Полицейское расследование сочло ее смерть самоубийством.
Но верить в это Лия категорически отказывалась. Ей никогда и в голову не приходило употребить по отношению к лучшей подруге слово «подавленная». Однако потом обнаружился дневник, который родители подарили Эйми примерно за год до ее гибели.
И записи в нем оставляла определенно не та девушка, какую знала и любила Лия.
Почерк, упоминавшиеся люди — все это было ей знакомо. Она и сама принимала участие в большинстве описанных подругой событий, только узнать их в подаче той Эйми, что вела дневник, было практически невозможно. Взять хотя бы поэтическую битву в кафе «У Кэтрин», на которую они отправились небольшой компанией. Вечер начался весело — шуточки, дружеские подколы, — а потом один поэт буквально наповал сразил девушек глубиной строф и искренностью подачи. Они все тогда сомлели и вроде повлюблялись в него.
А в дневнике Эйми про битву и про стихи упомянула вскользь. Ее куда больше занимало, что думали о ней подруги, какое имел значение тот или иной брошенный на нее взгляд и не являлось ли некое безобидное замечание скрытым оскорблением.

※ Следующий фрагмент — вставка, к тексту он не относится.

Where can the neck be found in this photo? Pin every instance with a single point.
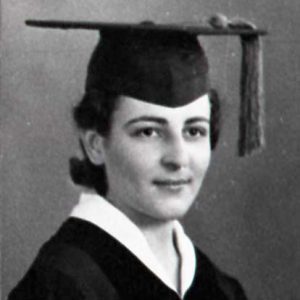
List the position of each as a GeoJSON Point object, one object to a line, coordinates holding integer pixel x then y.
{"type": "Point", "coordinates": [160, 238]}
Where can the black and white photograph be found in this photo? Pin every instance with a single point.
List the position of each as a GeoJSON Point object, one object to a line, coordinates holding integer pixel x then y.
{"type": "Point", "coordinates": [150, 150]}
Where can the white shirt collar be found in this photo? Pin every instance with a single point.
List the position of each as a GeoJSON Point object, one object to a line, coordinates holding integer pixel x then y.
{"type": "Point", "coordinates": [100, 212]}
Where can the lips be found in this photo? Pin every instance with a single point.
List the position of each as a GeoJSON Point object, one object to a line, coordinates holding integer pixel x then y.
{"type": "Point", "coordinates": [172, 182]}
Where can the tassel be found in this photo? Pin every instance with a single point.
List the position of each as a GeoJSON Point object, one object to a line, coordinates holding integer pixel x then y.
{"type": "Point", "coordinates": [251, 120]}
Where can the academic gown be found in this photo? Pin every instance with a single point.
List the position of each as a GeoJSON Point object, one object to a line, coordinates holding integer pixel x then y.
{"type": "Point", "coordinates": [82, 261]}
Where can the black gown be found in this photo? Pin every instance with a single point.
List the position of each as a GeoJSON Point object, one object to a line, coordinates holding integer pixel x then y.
{"type": "Point", "coordinates": [81, 261]}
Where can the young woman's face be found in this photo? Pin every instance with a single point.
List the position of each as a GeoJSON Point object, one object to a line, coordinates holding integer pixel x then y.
{"type": "Point", "coordinates": [156, 157]}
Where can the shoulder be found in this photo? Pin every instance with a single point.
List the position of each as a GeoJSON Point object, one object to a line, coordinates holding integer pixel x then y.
{"type": "Point", "coordinates": [62, 270]}
{"type": "Point", "coordinates": [217, 279]}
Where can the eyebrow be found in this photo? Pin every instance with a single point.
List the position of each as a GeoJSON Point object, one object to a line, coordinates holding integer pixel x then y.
{"type": "Point", "coordinates": [163, 121]}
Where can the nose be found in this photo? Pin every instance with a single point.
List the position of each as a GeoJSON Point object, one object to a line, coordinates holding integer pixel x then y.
{"type": "Point", "coordinates": [175, 156]}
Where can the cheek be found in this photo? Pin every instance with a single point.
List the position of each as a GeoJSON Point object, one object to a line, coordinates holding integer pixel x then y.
{"type": "Point", "coordinates": [201, 158]}
{"type": "Point", "coordinates": [127, 164]}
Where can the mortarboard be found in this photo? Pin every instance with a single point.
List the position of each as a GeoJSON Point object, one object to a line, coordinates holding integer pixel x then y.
{"type": "Point", "coordinates": [165, 64]}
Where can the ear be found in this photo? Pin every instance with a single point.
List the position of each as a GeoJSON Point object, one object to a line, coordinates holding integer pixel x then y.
{"type": "Point", "coordinates": [93, 146]}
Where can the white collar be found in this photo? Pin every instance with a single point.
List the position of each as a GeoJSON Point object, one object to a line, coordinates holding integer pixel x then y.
{"type": "Point", "coordinates": [100, 212]}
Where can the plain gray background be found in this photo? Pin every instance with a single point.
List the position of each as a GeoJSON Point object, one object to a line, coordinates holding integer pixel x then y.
{"type": "Point", "coordinates": [247, 216]}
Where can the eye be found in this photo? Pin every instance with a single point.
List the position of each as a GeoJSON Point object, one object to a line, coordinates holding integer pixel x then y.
{"type": "Point", "coordinates": [147, 132]}
{"type": "Point", "coordinates": [195, 132]}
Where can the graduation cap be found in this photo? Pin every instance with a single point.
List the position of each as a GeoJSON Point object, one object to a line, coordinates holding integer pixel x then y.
{"type": "Point", "coordinates": [165, 64]}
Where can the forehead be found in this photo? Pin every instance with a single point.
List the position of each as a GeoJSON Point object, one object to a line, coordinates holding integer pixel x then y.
{"type": "Point", "coordinates": [129, 108]}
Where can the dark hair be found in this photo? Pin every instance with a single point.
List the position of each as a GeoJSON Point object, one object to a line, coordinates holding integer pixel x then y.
{"type": "Point", "coordinates": [95, 112]}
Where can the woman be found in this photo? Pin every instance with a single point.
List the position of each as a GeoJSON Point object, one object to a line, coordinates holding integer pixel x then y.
{"type": "Point", "coordinates": [147, 124]}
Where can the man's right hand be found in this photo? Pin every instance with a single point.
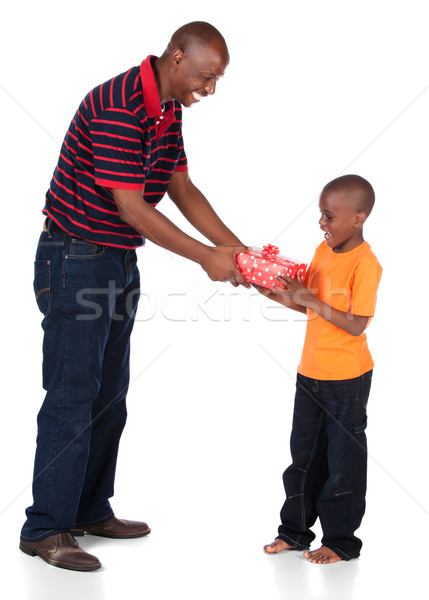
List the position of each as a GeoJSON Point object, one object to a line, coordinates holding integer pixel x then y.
{"type": "Point", "coordinates": [220, 265]}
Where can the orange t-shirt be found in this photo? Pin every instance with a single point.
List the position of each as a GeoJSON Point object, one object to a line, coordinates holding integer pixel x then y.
{"type": "Point", "coordinates": [347, 281]}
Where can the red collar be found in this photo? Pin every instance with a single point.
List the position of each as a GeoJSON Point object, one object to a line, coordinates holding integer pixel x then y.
{"type": "Point", "coordinates": [150, 90]}
{"type": "Point", "coordinates": [151, 99]}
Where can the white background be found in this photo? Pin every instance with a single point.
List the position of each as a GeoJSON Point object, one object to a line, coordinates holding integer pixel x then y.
{"type": "Point", "coordinates": [314, 90]}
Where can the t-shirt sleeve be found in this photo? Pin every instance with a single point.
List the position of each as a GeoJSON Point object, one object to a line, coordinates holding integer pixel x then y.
{"type": "Point", "coordinates": [116, 137]}
{"type": "Point", "coordinates": [365, 285]}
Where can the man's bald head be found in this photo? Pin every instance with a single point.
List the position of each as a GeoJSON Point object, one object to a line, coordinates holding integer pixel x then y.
{"type": "Point", "coordinates": [195, 59]}
{"type": "Point", "coordinates": [355, 190]}
{"type": "Point", "coordinates": [196, 36]}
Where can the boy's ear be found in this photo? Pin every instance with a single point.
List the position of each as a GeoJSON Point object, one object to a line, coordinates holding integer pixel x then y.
{"type": "Point", "coordinates": [360, 219]}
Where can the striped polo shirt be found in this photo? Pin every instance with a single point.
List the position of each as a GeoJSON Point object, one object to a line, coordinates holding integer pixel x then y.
{"type": "Point", "coordinates": [119, 138]}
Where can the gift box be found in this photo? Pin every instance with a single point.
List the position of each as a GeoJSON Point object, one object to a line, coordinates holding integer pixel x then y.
{"type": "Point", "coordinates": [263, 266]}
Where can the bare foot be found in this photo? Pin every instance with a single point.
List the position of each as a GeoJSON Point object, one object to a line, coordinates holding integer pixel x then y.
{"type": "Point", "coordinates": [322, 556]}
{"type": "Point", "coordinates": [277, 546]}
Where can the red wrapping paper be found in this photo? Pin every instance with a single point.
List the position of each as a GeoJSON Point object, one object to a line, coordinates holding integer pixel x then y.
{"type": "Point", "coordinates": [263, 266]}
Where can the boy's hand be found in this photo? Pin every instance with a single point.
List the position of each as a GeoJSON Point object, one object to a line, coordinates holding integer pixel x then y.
{"type": "Point", "coordinates": [293, 289]}
{"type": "Point", "coordinates": [267, 292]}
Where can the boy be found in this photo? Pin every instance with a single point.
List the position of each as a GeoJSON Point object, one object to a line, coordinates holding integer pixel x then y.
{"type": "Point", "coordinates": [327, 477]}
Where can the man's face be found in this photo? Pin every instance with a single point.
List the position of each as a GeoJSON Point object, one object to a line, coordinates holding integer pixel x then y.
{"type": "Point", "coordinates": [198, 72]}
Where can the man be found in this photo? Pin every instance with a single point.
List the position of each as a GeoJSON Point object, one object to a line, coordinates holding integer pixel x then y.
{"type": "Point", "coordinates": [122, 152]}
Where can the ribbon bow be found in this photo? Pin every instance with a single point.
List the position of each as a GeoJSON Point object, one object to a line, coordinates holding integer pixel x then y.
{"type": "Point", "coordinates": [270, 250]}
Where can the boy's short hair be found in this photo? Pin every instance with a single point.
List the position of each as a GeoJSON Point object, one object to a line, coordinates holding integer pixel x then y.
{"type": "Point", "coordinates": [357, 190]}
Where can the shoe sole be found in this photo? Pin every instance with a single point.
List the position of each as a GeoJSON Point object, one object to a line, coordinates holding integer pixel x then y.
{"type": "Point", "coordinates": [31, 552]}
{"type": "Point", "coordinates": [81, 532]}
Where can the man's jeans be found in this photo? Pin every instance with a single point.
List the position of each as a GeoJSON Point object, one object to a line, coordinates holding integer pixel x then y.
{"type": "Point", "coordinates": [327, 477]}
{"type": "Point", "coordinates": [88, 295]}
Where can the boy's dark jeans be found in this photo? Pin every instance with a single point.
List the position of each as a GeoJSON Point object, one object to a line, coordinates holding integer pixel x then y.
{"type": "Point", "coordinates": [88, 295]}
{"type": "Point", "coordinates": [327, 477]}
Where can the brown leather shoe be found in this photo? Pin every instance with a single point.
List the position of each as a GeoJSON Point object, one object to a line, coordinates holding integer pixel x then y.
{"type": "Point", "coordinates": [62, 550]}
{"type": "Point", "coordinates": [114, 528]}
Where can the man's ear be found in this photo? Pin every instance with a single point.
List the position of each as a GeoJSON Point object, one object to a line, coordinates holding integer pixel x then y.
{"type": "Point", "coordinates": [177, 56]}
{"type": "Point", "coordinates": [360, 218]}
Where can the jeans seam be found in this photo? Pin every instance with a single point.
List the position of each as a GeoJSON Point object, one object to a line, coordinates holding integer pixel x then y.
{"type": "Point", "coordinates": [313, 451]}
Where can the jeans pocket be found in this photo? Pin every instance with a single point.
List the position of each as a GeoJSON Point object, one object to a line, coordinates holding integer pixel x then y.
{"type": "Point", "coordinates": [83, 249]}
{"type": "Point", "coordinates": [42, 285]}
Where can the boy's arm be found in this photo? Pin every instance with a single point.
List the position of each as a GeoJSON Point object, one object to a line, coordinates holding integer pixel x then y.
{"type": "Point", "coordinates": [296, 292]}
{"type": "Point", "coordinates": [285, 300]}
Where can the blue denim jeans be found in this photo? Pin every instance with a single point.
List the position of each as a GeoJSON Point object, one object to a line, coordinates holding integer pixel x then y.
{"type": "Point", "coordinates": [88, 295]}
{"type": "Point", "coordinates": [327, 477]}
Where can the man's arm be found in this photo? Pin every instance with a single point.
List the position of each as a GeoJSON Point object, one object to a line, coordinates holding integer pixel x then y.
{"type": "Point", "coordinates": [219, 263]}
{"type": "Point", "coordinates": [198, 211]}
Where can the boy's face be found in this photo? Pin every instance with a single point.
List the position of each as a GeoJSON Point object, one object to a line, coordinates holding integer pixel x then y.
{"type": "Point", "coordinates": [340, 221]}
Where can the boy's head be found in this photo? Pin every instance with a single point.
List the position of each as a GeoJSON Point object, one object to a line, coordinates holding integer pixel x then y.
{"type": "Point", "coordinates": [345, 204]}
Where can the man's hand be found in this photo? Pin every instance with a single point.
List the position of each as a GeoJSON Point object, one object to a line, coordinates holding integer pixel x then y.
{"type": "Point", "coordinates": [219, 264]}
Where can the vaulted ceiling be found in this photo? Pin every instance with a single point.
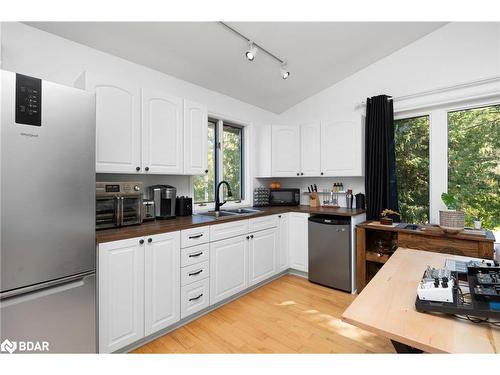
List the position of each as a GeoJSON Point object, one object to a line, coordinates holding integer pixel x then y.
{"type": "Point", "coordinates": [318, 54]}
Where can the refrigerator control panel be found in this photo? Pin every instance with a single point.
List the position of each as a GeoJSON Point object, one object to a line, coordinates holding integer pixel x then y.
{"type": "Point", "coordinates": [28, 100]}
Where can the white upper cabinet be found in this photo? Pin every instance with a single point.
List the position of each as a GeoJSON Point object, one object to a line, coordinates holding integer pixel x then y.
{"type": "Point", "coordinates": [310, 149]}
{"type": "Point", "coordinates": [162, 281]}
{"type": "Point", "coordinates": [228, 267]}
{"type": "Point", "coordinates": [285, 151]}
{"type": "Point", "coordinates": [341, 148]}
{"type": "Point", "coordinates": [118, 124]}
{"type": "Point", "coordinates": [161, 133]}
{"type": "Point", "coordinates": [195, 138]}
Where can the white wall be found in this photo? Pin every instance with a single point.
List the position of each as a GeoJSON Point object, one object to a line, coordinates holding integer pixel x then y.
{"type": "Point", "coordinates": [34, 52]}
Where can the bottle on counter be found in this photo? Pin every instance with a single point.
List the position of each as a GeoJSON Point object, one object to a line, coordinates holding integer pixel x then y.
{"type": "Point", "coordinates": [349, 198]}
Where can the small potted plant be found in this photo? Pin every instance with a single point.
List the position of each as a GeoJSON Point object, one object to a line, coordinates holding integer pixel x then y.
{"type": "Point", "coordinates": [451, 220]}
{"type": "Point", "coordinates": [384, 216]}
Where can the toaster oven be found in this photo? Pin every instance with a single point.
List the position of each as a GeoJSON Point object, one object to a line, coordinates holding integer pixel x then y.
{"type": "Point", "coordinates": [118, 204]}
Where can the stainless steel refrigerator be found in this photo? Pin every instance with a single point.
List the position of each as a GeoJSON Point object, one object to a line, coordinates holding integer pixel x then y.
{"type": "Point", "coordinates": [47, 254]}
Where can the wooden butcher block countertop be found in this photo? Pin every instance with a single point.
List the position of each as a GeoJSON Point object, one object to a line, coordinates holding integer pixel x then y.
{"type": "Point", "coordinates": [185, 222]}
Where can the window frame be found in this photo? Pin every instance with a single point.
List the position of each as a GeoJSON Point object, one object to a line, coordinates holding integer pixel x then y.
{"type": "Point", "coordinates": [245, 127]}
{"type": "Point", "coordinates": [438, 143]}
{"type": "Point", "coordinates": [415, 115]}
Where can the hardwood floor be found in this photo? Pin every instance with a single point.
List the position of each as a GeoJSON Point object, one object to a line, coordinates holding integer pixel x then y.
{"type": "Point", "coordinates": [288, 315]}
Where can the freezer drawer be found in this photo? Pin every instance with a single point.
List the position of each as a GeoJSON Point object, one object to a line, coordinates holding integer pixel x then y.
{"type": "Point", "coordinates": [63, 315]}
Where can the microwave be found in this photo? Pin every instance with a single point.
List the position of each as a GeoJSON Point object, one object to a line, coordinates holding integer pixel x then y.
{"type": "Point", "coordinates": [284, 197]}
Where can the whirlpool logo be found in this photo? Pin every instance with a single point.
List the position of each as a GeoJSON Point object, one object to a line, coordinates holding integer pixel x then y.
{"type": "Point", "coordinates": [8, 346]}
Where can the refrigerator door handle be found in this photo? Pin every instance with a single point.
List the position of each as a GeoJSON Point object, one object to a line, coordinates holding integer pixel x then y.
{"type": "Point", "coordinates": [45, 289]}
{"type": "Point", "coordinates": [119, 213]}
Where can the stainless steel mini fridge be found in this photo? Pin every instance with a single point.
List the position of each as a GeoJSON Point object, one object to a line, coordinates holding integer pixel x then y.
{"type": "Point", "coordinates": [330, 251]}
{"type": "Point", "coordinates": [47, 284]}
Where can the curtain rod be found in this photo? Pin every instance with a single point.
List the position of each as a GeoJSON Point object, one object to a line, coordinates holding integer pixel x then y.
{"type": "Point", "coordinates": [251, 41]}
{"type": "Point", "coordinates": [441, 89]}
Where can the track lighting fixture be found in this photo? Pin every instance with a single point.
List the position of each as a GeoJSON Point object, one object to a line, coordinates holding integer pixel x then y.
{"type": "Point", "coordinates": [251, 52]}
{"type": "Point", "coordinates": [284, 71]}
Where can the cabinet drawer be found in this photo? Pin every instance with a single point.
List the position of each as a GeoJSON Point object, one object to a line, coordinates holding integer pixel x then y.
{"type": "Point", "coordinates": [194, 273]}
{"type": "Point", "coordinates": [195, 236]}
{"type": "Point", "coordinates": [194, 254]}
{"type": "Point", "coordinates": [195, 297]}
{"type": "Point", "coordinates": [228, 230]}
{"type": "Point", "coordinates": [261, 223]}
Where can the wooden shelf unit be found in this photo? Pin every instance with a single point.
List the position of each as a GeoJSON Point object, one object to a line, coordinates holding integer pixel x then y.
{"type": "Point", "coordinates": [370, 237]}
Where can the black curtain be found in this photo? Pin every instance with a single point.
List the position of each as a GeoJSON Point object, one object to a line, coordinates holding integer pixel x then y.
{"type": "Point", "coordinates": [380, 160]}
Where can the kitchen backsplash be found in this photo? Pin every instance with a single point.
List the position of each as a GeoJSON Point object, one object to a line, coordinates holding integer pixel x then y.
{"type": "Point", "coordinates": [357, 184]}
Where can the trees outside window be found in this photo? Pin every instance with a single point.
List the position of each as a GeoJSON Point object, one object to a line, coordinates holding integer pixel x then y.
{"type": "Point", "coordinates": [474, 163]}
{"type": "Point", "coordinates": [225, 162]}
{"type": "Point", "coordinates": [412, 168]}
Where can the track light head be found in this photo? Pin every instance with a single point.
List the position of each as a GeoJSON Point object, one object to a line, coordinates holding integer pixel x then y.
{"type": "Point", "coordinates": [284, 71]}
{"type": "Point", "coordinates": [251, 52]}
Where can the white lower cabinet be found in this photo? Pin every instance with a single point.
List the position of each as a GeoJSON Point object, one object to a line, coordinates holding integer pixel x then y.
{"type": "Point", "coordinates": [162, 282]}
{"type": "Point", "coordinates": [298, 241]}
{"type": "Point", "coordinates": [262, 255]}
{"type": "Point", "coordinates": [121, 294]}
{"type": "Point", "coordinates": [139, 284]}
{"type": "Point", "coordinates": [195, 297]}
{"type": "Point", "coordinates": [228, 267]}
{"type": "Point", "coordinates": [283, 260]}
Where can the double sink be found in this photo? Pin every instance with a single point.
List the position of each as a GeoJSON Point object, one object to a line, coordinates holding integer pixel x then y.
{"type": "Point", "coordinates": [235, 212]}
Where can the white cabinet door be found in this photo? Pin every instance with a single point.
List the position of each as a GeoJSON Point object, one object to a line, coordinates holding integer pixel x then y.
{"type": "Point", "coordinates": [341, 148]}
{"type": "Point", "coordinates": [118, 124]}
{"type": "Point", "coordinates": [283, 258]}
{"type": "Point", "coordinates": [285, 151]}
{"type": "Point", "coordinates": [262, 255]}
{"type": "Point", "coordinates": [162, 281]}
{"type": "Point", "coordinates": [162, 150]}
{"type": "Point", "coordinates": [298, 241]}
{"type": "Point", "coordinates": [195, 138]}
{"type": "Point", "coordinates": [310, 149]}
{"type": "Point", "coordinates": [121, 294]}
{"type": "Point", "coordinates": [228, 267]}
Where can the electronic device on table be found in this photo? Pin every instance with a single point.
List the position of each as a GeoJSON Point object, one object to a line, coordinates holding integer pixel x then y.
{"type": "Point", "coordinates": [469, 290]}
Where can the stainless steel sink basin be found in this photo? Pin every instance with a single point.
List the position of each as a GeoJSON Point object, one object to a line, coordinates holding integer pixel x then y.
{"type": "Point", "coordinates": [238, 211]}
{"type": "Point", "coordinates": [243, 211]}
{"type": "Point", "coordinates": [217, 214]}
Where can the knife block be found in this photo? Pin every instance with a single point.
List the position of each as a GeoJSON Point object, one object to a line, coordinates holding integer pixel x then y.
{"type": "Point", "coordinates": [314, 200]}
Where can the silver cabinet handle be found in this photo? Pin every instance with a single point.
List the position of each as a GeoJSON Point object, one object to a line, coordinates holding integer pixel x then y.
{"type": "Point", "coordinates": [195, 273]}
{"type": "Point", "coordinates": [195, 298]}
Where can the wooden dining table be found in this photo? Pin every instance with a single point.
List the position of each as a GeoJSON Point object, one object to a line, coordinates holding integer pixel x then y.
{"type": "Point", "coordinates": [386, 307]}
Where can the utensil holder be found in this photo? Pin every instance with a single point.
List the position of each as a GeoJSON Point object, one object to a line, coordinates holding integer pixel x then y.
{"type": "Point", "coordinates": [314, 200]}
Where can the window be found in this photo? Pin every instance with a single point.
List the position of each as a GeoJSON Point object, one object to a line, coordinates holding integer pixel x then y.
{"type": "Point", "coordinates": [225, 162]}
{"type": "Point", "coordinates": [232, 170]}
{"type": "Point", "coordinates": [411, 137]}
{"type": "Point", "coordinates": [474, 163]}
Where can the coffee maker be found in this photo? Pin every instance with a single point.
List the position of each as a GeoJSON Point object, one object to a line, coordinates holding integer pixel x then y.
{"type": "Point", "coordinates": [164, 200]}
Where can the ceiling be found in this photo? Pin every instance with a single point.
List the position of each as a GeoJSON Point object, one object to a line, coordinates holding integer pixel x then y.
{"type": "Point", "coordinates": [319, 54]}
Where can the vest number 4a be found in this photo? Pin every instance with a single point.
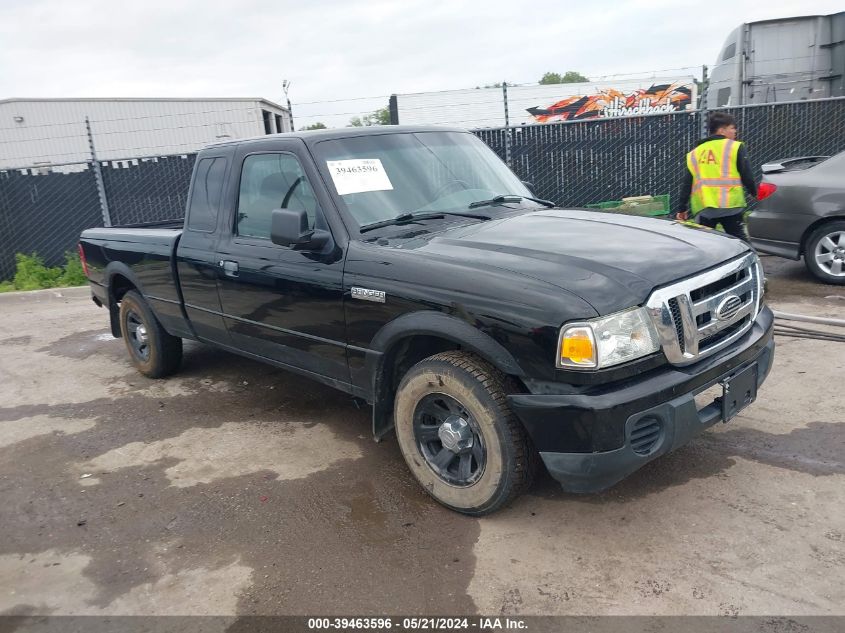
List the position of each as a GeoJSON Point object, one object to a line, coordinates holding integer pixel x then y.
{"type": "Point", "coordinates": [707, 157]}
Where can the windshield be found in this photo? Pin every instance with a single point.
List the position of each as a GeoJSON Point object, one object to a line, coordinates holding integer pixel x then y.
{"type": "Point", "coordinates": [382, 176]}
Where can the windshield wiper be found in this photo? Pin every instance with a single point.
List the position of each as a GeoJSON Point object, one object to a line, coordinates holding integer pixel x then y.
{"type": "Point", "coordinates": [408, 218]}
{"type": "Point", "coordinates": [509, 198]}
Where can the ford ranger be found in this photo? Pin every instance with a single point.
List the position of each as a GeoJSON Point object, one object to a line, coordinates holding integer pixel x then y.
{"type": "Point", "coordinates": [493, 332]}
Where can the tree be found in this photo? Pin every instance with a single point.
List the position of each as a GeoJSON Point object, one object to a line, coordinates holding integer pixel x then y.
{"type": "Point", "coordinates": [378, 117]}
{"type": "Point", "coordinates": [569, 77]}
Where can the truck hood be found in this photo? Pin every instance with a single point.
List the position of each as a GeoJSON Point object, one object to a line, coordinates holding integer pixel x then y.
{"type": "Point", "coordinates": [611, 261]}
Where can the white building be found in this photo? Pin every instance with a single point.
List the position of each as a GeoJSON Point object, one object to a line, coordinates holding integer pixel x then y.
{"type": "Point", "coordinates": [42, 132]}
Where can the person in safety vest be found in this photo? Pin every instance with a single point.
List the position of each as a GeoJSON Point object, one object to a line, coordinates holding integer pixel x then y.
{"type": "Point", "coordinates": [716, 172]}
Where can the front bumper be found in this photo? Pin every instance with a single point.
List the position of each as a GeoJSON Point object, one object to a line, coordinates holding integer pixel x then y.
{"type": "Point", "coordinates": [585, 438]}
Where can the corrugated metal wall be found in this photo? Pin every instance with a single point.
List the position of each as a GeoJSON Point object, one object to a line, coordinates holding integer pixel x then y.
{"type": "Point", "coordinates": [53, 131]}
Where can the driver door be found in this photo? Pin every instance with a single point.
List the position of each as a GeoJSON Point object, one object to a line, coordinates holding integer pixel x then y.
{"type": "Point", "coordinates": [279, 302]}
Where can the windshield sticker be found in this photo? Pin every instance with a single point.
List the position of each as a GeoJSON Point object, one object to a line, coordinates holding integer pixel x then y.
{"type": "Point", "coordinates": [358, 175]}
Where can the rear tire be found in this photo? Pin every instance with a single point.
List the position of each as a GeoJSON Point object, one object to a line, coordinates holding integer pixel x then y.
{"type": "Point", "coordinates": [824, 254]}
{"type": "Point", "coordinates": [458, 436]}
{"type": "Point", "coordinates": [153, 351]}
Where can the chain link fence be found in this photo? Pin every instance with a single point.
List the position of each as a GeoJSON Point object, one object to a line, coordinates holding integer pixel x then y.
{"type": "Point", "coordinates": [44, 208]}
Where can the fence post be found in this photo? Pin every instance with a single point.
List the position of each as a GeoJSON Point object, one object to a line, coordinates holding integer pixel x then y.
{"type": "Point", "coordinates": [507, 124]}
{"type": "Point", "coordinates": [98, 176]}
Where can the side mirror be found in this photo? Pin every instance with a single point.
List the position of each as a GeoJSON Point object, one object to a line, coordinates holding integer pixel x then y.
{"type": "Point", "coordinates": [289, 227]}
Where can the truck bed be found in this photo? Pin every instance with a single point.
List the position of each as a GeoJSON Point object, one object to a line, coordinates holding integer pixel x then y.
{"type": "Point", "coordinates": [143, 258]}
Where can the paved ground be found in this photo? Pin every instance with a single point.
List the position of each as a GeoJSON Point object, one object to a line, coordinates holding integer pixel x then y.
{"type": "Point", "coordinates": [234, 488]}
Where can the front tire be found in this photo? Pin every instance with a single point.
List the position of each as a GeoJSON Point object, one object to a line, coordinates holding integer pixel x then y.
{"type": "Point", "coordinates": [458, 436]}
{"type": "Point", "coordinates": [824, 255]}
{"type": "Point", "coordinates": [153, 351]}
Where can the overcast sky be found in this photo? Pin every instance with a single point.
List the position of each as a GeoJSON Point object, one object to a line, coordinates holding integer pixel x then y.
{"type": "Point", "coordinates": [332, 50]}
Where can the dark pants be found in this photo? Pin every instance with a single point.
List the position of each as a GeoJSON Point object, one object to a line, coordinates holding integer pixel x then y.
{"type": "Point", "coordinates": [730, 219]}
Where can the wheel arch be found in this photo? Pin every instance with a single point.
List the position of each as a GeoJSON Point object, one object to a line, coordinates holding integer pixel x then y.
{"type": "Point", "coordinates": [805, 237]}
{"type": "Point", "coordinates": [413, 337]}
{"type": "Point", "coordinates": [119, 280]}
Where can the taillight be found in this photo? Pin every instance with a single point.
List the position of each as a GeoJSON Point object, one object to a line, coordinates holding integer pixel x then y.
{"type": "Point", "coordinates": [765, 190]}
{"type": "Point", "coordinates": [82, 260]}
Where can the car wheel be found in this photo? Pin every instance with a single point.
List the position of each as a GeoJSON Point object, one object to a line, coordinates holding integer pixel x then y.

Все это излагалось на двух страницах!
В целом дневник содержал бесконечные вариации на данную тему. Какой бы доброжелательной ни представлялась обстановка, Эйми неизменно казалось, будто все ее осуждают и обращают внимание исключительно на ее недостатки. И она снова и снова задавалась вопросом: зачем я живу? Какой от меня толк?
Последняя запись в дневнике представляла собой две строки из песни «Дизел Рэтс» «Спаси меня»:
Если мог бы я спасти тебя, тебя, тебя, Ты бы развела меня, меня, меня.Потерять лучшую подругу было все равно что лишиться правой руки, а чтение дневника и вовсе погрузило Лию в глубочайшую депрессию. Потому что выходило так, словно Эйми, с которой она выросла, являлась лишь плодом ее воображения.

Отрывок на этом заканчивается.